Epoch 20, MSE: 0.5465
Epoch 40, MSE: 0.4263
Epoch 60, MSE: 0.3765
Epoch 80, MSE: 0.3503
Epoch 100, MSE: 0.3342


### Step 6: Making Predictions

Description: Now that we have trained U and M, we can make predictions by computing the dot product of U and V.

Task: Implement a function to predict the rating for a specific user and movie. Type the code below:
```
def predict(user, movie): # predict the rating of a user to a movie.
    user_idx = user - 1  # Adjust index
    movie_idx = movie - 1
    # multiple matrix U and M for that specific user and specific movie
    predicted_rating = np.dot(U[user_idx, :], M[movie_idx, :].T)
    # Find the movie name:
    movie_name = movies.loc[movies['movieId'] == movie, 'title'].values[0]
    # Return the predict rating for that specific user and the movie name
    return predicted_rating, movie_name

# Predict rating for user 1 and movie 10
prediction, movie_name = predict(1, 10)
print(f"Predicted rating for User 1 and Movie '{movie_name}': {prediction:.2f}")
```

In [11]:
# Type the code here to do predictions:
def predict(user, movie): # predict the rating of a user to a movie.
    user_idx = user - 1  # Adjust index
    movie_idx = movie - 1
    # multiple matrix U and M for that specific user and specific movie
    predicted_rating = np.dot(U[user_idx, :], M[movie_idx, :].T)
    # Find the movie name:
    movie_name = movies.loc[movies['movieId'] == movie, 'title'].values[0]
    # Return the predict rating for that specific user and the movie name
    return predicted_rating, movie_name

prediction, movie_name = predict(1, 10)
print(f"Predicted rating for User 1 and Movie '{movie_name}': {prediction:.2f}")

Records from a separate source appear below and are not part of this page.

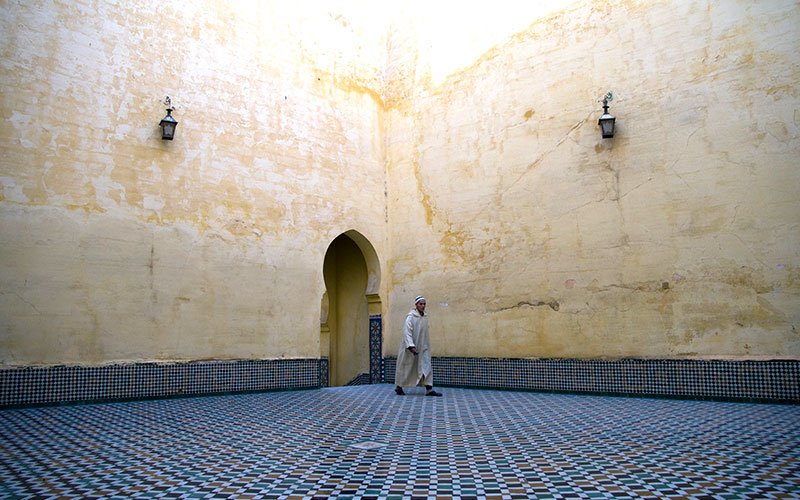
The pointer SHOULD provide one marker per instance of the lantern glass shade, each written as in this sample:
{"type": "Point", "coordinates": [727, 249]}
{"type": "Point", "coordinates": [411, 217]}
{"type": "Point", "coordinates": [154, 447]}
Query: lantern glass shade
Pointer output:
{"type": "Point", "coordinates": [168, 124]}
{"type": "Point", "coordinates": [606, 123]}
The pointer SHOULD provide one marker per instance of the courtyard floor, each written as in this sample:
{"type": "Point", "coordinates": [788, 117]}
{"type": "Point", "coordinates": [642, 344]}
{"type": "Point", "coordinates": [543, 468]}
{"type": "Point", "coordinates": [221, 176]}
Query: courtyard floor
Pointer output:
{"type": "Point", "coordinates": [366, 442]}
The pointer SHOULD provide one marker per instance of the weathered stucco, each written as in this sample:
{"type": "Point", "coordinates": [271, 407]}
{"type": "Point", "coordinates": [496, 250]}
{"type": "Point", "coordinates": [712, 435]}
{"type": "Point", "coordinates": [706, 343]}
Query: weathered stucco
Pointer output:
{"type": "Point", "coordinates": [532, 236]}
{"type": "Point", "coordinates": [460, 142]}
{"type": "Point", "coordinates": [120, 246]}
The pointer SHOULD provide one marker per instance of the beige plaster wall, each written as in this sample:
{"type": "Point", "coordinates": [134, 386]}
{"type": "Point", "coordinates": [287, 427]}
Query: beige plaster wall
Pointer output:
{"type": "Point", "coordinates": [458, 139]}
{"type": "Point", "coordinates": [531, 236]}
{"type": "Point", "coordinates": [119, 246]}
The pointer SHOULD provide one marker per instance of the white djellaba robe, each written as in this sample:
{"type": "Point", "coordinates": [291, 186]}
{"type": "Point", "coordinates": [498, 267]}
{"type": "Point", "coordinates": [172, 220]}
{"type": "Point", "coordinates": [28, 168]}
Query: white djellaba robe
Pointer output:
{"type": "Point", "coordinates": [413, 370]}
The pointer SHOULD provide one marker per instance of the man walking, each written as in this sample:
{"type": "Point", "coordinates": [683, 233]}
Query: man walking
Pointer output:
{"type": "Point", "coordinates": [414, 358]}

Predicted rating for User 1 and Movie 'GoldenEye (1995)': 4.25


### Step 7: Evaluating the Model

Description: Evaluate the performance of the model using Mean Squared Error (MSE) or other relevant metrics.

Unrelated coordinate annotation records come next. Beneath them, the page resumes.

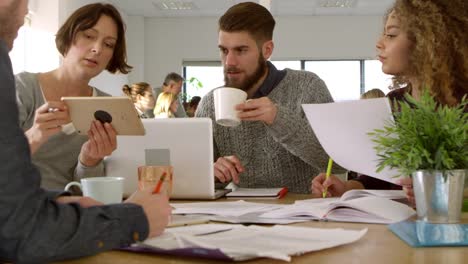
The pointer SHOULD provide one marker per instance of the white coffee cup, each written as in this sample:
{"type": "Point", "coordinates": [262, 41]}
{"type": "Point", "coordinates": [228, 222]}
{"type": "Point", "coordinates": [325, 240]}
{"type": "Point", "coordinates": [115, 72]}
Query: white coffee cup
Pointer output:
{"type": "Point", "coordinates": [225, 100]}
{"type": "Point", "coordinates": [106, 190]}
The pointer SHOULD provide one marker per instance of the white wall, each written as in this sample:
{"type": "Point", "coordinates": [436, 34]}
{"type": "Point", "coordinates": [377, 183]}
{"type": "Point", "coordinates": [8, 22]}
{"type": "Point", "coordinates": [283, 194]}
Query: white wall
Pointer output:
{"type": "Point", "coordinates": [170, 41]}
{"type": "Point", "coordinates": [136, 48]}
{"type": "Point", "coordinates": [34, 48]}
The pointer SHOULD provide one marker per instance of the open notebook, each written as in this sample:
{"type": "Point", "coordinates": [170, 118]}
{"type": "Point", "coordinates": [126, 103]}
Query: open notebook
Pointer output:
{"type": "Point", "coordinates": [277, 193]}
{"type": "Point", "coordinates": [366, 206]}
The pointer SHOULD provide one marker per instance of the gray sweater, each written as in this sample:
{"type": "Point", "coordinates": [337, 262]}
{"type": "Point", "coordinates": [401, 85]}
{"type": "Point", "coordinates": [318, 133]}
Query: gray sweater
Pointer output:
{"type": "Point", "coordinates": [57, 159]}
{"type": "Point", "coordinates": [287, 153]}
{"type": "Point", "coordinates": [35, 228]}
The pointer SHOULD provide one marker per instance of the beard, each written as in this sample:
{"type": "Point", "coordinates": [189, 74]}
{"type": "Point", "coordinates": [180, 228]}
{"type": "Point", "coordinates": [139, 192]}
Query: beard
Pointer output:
{"type": "Point", "coordinates": [249, 80]}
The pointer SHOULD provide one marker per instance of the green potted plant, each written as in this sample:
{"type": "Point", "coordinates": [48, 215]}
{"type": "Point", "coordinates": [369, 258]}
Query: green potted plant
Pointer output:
{"type": "Point", "coordinates": [428, 142]}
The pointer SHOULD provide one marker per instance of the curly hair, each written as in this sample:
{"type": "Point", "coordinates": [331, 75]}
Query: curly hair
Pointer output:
{"type": "Point", "coordinates": [439, 52]}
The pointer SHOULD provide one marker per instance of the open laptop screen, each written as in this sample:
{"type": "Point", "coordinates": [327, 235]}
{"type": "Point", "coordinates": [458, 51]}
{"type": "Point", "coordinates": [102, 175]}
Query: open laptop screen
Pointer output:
{"type": "Point", "coordinates": [184, 143]}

Task: Compute the overall error on the dataset.

In [13]:
# Write the code here
# Use the root mean squared error (RMSE) formula.
predicted_ratings = np.dot(U, M.T)
mse = np.mean((user_item_matrix.values[user_item_matrix.values > 0] - predicted_ratings[user_item_matrix.values > 0]) ** 2)
rmse = np.sqrt(mse)
print(f"Root Mean Squared Error: {rmse:.4f}")

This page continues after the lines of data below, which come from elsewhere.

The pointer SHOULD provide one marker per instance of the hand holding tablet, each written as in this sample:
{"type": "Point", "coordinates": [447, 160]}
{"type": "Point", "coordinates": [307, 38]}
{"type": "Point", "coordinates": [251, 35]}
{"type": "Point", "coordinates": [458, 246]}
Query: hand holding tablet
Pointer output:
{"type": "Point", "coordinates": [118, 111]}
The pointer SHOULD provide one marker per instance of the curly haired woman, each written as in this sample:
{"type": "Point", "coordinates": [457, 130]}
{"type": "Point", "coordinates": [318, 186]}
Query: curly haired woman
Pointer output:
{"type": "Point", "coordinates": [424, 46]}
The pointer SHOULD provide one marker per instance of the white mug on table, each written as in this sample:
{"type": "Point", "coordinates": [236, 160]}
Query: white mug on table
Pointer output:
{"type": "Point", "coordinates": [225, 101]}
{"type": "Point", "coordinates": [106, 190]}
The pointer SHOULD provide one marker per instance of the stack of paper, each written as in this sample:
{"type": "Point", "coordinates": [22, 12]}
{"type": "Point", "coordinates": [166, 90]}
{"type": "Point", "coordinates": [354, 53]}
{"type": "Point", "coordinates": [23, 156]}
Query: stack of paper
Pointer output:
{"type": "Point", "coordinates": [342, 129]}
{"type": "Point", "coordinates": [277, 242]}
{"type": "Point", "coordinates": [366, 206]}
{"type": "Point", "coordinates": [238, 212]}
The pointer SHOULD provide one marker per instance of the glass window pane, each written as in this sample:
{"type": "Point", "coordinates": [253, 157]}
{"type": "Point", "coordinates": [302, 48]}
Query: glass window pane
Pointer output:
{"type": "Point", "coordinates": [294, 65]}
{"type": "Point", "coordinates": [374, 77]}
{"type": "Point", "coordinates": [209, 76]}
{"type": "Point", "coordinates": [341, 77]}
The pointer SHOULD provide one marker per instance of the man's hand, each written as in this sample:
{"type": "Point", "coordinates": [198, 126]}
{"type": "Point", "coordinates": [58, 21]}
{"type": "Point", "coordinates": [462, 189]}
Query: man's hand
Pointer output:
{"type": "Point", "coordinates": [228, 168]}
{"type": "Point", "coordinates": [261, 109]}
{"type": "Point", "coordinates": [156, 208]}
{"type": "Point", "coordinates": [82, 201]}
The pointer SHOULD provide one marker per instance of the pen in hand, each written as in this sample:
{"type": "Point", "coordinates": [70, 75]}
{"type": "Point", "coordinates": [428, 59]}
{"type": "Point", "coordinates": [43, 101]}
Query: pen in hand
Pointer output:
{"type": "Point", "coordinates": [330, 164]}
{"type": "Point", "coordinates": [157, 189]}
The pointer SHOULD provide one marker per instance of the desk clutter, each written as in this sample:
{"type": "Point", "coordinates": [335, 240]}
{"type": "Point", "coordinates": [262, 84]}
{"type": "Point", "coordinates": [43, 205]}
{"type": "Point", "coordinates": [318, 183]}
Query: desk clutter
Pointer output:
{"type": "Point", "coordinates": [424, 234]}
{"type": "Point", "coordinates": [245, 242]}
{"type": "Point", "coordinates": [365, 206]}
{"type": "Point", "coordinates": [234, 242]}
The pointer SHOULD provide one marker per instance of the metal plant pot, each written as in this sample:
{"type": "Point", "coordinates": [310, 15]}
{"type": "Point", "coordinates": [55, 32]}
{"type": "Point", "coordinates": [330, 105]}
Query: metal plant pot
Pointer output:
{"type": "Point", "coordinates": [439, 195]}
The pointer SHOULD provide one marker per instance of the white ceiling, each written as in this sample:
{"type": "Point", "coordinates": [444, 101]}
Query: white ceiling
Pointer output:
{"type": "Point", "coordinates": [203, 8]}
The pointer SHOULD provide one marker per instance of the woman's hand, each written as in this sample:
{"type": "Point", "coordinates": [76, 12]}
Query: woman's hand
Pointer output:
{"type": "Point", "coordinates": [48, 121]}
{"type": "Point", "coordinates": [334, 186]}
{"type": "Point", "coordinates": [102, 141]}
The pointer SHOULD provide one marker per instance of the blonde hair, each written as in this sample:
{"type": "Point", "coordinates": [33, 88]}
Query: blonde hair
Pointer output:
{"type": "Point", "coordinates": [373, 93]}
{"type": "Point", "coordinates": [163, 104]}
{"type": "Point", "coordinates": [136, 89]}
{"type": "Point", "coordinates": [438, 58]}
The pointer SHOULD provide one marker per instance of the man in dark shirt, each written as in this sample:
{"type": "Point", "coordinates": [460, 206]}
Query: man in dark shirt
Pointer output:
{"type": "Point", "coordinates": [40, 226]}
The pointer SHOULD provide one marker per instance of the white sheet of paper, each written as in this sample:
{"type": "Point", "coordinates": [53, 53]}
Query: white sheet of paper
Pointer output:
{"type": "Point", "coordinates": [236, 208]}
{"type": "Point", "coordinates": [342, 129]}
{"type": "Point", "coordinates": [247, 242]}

Root Mean Squared Error: 0.5781


Generate the top-N recommendations for a specific user. We need to compute the predicted ratings for all movies a user hasn't rated, then return the highest ranked movies.
Type in the following code:
```
def recommend_movies(user, N=5):
    user_idx = user - 1  # Adjust index
    predicted_ratings = np.dot(U[user_idx, :], M.T) # multiply the U for a specific user with all movies M latent_factors
    movie_indices = np.argsort(predicted_ratings)[::-1]  # Sort in descending order

    recommended_movies = []
    for movie_idx in movie_indices:
        movie_id = user_item_matrix.columns[movie_idx] # get the movie id
         if user_item_matrix.iloc[user, movie_idx] != 0:
            movie_name = movies.loc[movies['movieId'] == movie_id, 'title'].values[0] # get the movie name
            recommended_movies.append((movie_name, predicted_ratings[movie_idx]))  # append the movie name with predicted rating
        if len(recommended_movies) >= N: # stop when you collect N movies.
            break
    
    return recommended_movies

# Example: Get top 5 recommendations for User 1
top_movies = recommend_movies(1)
for movie, rating in top_movies:
    print(f"Movie: {movie}, Predicted Rating: {rating:.2f}")
```

In [15]:
# Write your code here
def recommend_movies(user, N=5):
    user_idx = user - 1  # Adjust index
    predicted_ratings = np.dot(U[user_idx, :], M.T) # multiply the U for a specific user with all movies M latent_factors
    movie_indices = np.argsort(predicted_ratings)[::-1]  # Sort in descending order

    recommended_movies = []
    for movie_idx in movie_indices:
        movie_id = user_item_matrix.columns[movie_idx] # get the movie id
        if user_item_matrix.iloc[user, movie_idx] != 0:
            movie_name = movies.loc[movies['movieId'] == movie_id, 'title'].values[0] # get the movie name
            recommended_movies.append((movie_name, predicted_ratings[movie_idx]))  # append the movie name with predicted rating
        if len(recommended_movies) >= N: # stop when you collect N movies.
            break
    
    return recommended_movies

# Example: Get top 5 recommendations for User 1
top_movies = recommend_movies(1)
for movie, rating in top_movies:
    print(f"Movie: {movie}, Predicted Rating: {rating:.2f}")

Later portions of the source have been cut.